Nvidia’s Titan arrives to take the performance crown – the Preview
Last Autumn, the U.S. Department of Energy’s Oak Ridge National Laboratory (ORNL) launched a new era of scientific supercomputing with Titan. In fact, Titan took the title as the fastest supercomputer in the world. Titan was made possible by using Nvidia’s new K20X Tesla accelerators to do ninety percent of the computing load. This same GPU is now in the GTX Titan and Nvidia wants you to be able to have your own Personal Super Computer.
Using 18,688 Nvidia Tesla K20X GPU accelerators, the Titan supercomputer took the world’s top spot with a performance record of 17.59 petaflops as measured by the LINPACK benchmark. Best of all, Tesla K20X accelerator is energy efficient and Titan achieved 2,142.77 megaflops of performance per watt, which surpasses the energy efficiency of the number one system on the most recent Green500 list of the world’s most energy-efficient supercomputers.
The Titan is the same GeForce GK110 GPU that is also used for Nvidia’s new Kepler architecture K20 family of accelerators – the K20 and the K20X. The K20X provides the highest computing performance ever available in a single processor, surpassing all other processors on two common measures of computational performance – 3.95 teraflops single-precision (SP) and 1.31 teraflops double-precision (DP) peak floating point performance.
Titan is Double Precision Capable
The GeForce Titan can also run double-precision compute at one-third of single-precision speeds, giving over 1 teraflop double-precision peak floating point performance. However, the DP rate is set to 1/24th of single-precison since no games use double-precision calculations. The full 1/3rd ratio can be set via the control panel, yet doing so forces the GPU’s clocks down. Nvidia is actually looking to grow their CUDA ecosystem by providing Titan GeForce cards to programmers on a budget since K20X costs over $3,000; of course, Titan will not be able to provide the full features of the Tesla professional card.
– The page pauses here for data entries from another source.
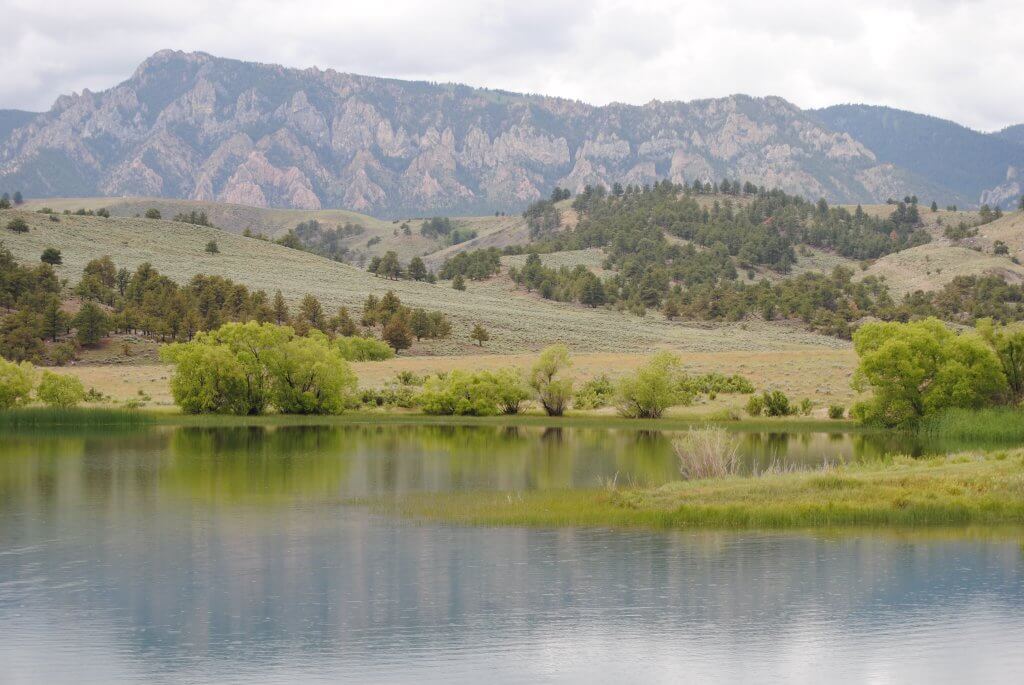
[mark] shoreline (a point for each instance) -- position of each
(960, 490)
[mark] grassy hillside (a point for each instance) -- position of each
(385, 234)
(517, 322)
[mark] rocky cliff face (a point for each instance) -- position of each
(190, 125)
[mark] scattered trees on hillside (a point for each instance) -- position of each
(17, 225)
(480, 335)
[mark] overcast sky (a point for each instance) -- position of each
(960, 59)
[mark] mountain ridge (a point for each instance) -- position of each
(195, 126)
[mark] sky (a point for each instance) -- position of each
(958, 59)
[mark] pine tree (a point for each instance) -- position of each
(480, 335)
(54, 320)
(419, 324)
(280, 309)
(91, 324)
(312, 312)
(417, 269)
(396, 333)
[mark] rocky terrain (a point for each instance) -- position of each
(190, 125)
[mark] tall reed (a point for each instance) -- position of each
(707, 453)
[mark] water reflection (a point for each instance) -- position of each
(223, 555)
(336, 462)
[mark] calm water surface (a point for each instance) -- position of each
(229, 555)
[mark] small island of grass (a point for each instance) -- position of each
(961, 489)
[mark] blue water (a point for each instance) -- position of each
(165, 557)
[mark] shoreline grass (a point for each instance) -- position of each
(995, 424)
(96, 415)
(956, 490)
(41, 417)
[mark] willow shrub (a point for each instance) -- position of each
(246, 368)
(479, 393)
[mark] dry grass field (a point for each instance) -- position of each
(933, 265)
(517, 322)
(386, 233)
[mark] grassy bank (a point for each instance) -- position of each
(42, 417)
(1000, 423)
(97, 416)
(944, 490)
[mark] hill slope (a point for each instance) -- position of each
(190, 125)
(973, 167)
(517, 322)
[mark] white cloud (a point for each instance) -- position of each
(954, 58)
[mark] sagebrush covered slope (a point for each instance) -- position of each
(517, 322)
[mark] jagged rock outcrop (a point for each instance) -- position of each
(190, 125)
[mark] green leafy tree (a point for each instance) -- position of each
(417, 269)
(1009, 346)
(552, 392)
(245, 384)
(310, 377)
(469, 393)
(60, 390)
(91, 325)
(654, 387)
(396, 332)
(15, 383)
(208, 379)
(54, 320)
(921, 368)
(364, 349)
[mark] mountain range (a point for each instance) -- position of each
(196, 126)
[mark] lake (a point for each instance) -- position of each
(223, 555)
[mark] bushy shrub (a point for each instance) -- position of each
(552, 392)
(595, 393)
(466, 393)
(653, 388)
(355, 348)
(310, 377)
(60, 390)
(402, 396)
(776, 403)
(15, 383)
(707, 453)
(715, 383)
The new K20 family also includes the Tesla K20 accelerator, which provides 3.52 teraflops of single-precision and 1.17 teraflops of double-precision peak performance. The K20X is clocked at 732MHz for the core clock and 5.2GHz for the memory clock while the K20 is clocked slightly lower at 706MHz with the same memory clock. The Titan GTX GPU is clocked at 837MHz on the core clock with a Boost to 876MHz and the memory is clocked at 6GHz.
Above is pictured Nvidia’s GK110 Kepler GPU which at 7.1 billion transistors is the most complex piece of silicon anywhere. Although we are primarily gamers, we realize that these very same GPUs that power supercomputers as Tesla are used in our GeForce video cards. ABT has been following GK110 closely since we covered Nvidia’s GTC 2012 where the new architecture was unveiled.
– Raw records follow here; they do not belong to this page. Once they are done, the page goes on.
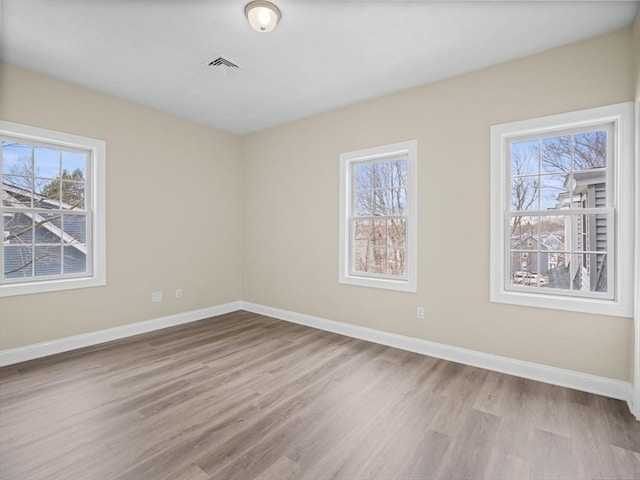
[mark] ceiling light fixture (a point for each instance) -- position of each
(263, 16)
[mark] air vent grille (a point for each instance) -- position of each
(223, 65)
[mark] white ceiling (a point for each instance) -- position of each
(323, 54)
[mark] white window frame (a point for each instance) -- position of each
(409, 150)
(96, 238)
(620, 205)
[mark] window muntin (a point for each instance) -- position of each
(378, 217)
(561, 197)
(52, 187)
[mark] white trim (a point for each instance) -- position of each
(38, 350)
(534, 371)
(636, 309)
(96, 182)
(345, 276)
(622, 116)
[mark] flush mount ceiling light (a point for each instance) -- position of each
(263, 16)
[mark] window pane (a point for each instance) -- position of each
(396, 232)
(361, 253)
(73, 194)
(395, 261)
(381, 175)
(398, 173)
(48, 228)
(74, 259)
(524, 193)
(47, 193)
(523, 269)
(552, 232)
(398, 201)
(75, 226)
(381, 201)
(17, 191)
(558, 272)
(590, 232)
(379, 233)
(590, 272)
(553, 192)
(363, 206)
(48, 261)
(362, 177)
(16, 158)
(377, 260)
(524, 233)
(75, 164)
(362, 230)
(589, 189)
(17, 228)
(524, 158)
(590, 150)
(556, 154)
(46, 162)
(18, 261)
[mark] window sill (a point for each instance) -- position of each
(557, 302)
(384, 283)
(13, 289)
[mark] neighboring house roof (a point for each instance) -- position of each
(9, 193)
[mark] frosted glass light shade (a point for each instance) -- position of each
(263, 16)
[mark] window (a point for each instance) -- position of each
(561, 214)
(378, 213)
(52, 210)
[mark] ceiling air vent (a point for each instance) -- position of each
(223, 65)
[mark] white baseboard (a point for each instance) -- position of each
(533, 371)
(38, 350)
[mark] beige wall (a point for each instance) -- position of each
(636, 53)
(173, 212)
(290, 228)
(275, 194)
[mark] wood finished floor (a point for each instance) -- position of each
(245, 396)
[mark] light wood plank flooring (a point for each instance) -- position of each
(244, 396)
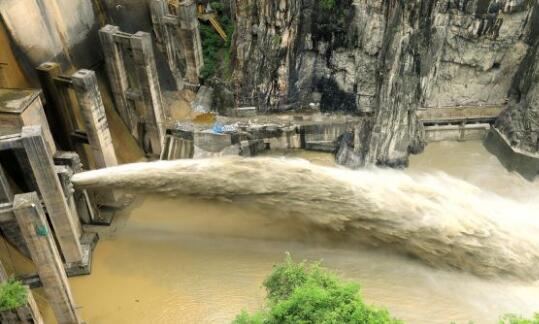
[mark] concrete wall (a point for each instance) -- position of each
(133, 16)
(64, 31)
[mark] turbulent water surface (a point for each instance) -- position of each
(187, 259)
(441, 220)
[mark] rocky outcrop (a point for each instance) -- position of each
(382, 59)
(519, 123)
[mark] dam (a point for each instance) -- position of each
(159, 159)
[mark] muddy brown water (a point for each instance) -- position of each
(183, 260)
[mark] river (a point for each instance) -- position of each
(183, 260)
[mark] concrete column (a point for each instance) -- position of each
(57, 104)
(6, 195)
(3, 273)
(116, 72)
(66, 225)
(95, 119)
(34, 226)
(146, 71)
(85, 203)
(189, 39)
(164, 26)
The GPU Technology Conference 2012 was not about gaming GPUs and it wasn’t mentioned in the Whitepaper, but look very carefully at the die shot above. It is obvious that there are 5 Graphics Processing Clusters (GPCs) and 3 SMX modules per GPC. A GPC is constructed like a “mini GPU” which contain SMXs; two in the case of GK104 and three in the case of GK110.
A completely functional GK110 GPU would be made up of 15 SMXes for a total of 2880 CUDA cores (192 x 15). However, for yield purposes and to differentiate faster, more complex, and more expensive processors from less expensive, slower and less complex products, parts are often disabled and clockspeeds lowered. In the both cases for Titan and the K20X, 14 SMXes are enabled for a total of 2688 CUDA cores.
The Specifications
Here are the specifications as released in Nvidia’s chart.
Features
Compared to GeForce GTX 680, GeForce GTX Titan boasts 75% more cores and texture units for handling core graphics functions like pixel/vertex/geometry shading and texture filtering. Titan’ 187.5 Gigatexels/sec fill-rate is over 45% higher than GeForce GTX 680, and with a 384-bit memory interface and 6GB of memory running at 6GHz effective memory clock, GeForce GTX Titan boasts 50% more memory bandwidth than GTX 680.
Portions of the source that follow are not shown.